To confirm the ability of MK-1775 to increase the cisplatin-induced apoptosis, we evaluated early and late apoptosis in both NCI-H2452 and MSTO-211H cell lines by cell staining with an annexin V-FITC antibody and propidium iodide (PI) and FACS analysis 72 h after treatment. These analyses showed an increase in apoptosis induction in MM cells co-treated with MK-1775 and cisplatin with respect to cells treated with cisplatin alone (Fig. 4A). We also analyzed caspase-3 activity in both NCI-H2452 and MSTO-211H cell lines 72 h after treatment. Consistently, we observed a significant increase in caspase-3 activity in cells treated with the two drug combination with respect to cells treated with cisplatin alone (Fig. 4B).
Discussion
In recent years there has been great concern about the asbestos-related disease MM because of its increasing incidence worldwide.2,3 Indeed, the extensive use of asbestos during the twentieth century, together with its long-latency time (longer than 30 y), determined a rise in incidence, which is expected to peak over the period 2020–2050.

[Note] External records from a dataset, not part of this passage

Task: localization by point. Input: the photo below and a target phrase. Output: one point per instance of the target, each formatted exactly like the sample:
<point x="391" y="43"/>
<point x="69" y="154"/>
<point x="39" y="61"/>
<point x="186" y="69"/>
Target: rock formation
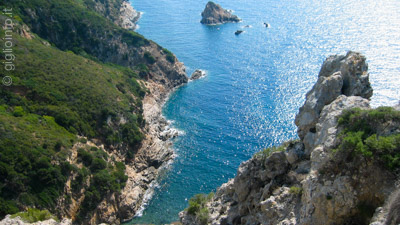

Several efforts have been devoted to design new effective therapeutic strategies for MM, which led to some developments in the management of this disease. In particular, the recent introduction of new drug combinations, such as cisplatin plus pemetrexed/gemcitabine, has shown a significant improvement in the patient quality of life.2,3 Nevertheless, MM remains a universally fatal disease.
Understanding the molecular events underlying the development, progression and resistance to therapy of MM is essential to design new therapeutic strategies and to increase the chance of recovery of patients for whom there is currently no specific curative modality. Many different molecular alterations have been described, among which the functional inactivation of RB1 and p53 proteins.7 Indeed, despite these tumor suppressors are rarely mutated in MM, their pathways can be disrupted by the altered expression of upstream regulators, such as p16 and p14. Moreover, the SV40 large T antigen, which has been implicated in MM pathogenesis, can bind and inactivate both p53 and RB1.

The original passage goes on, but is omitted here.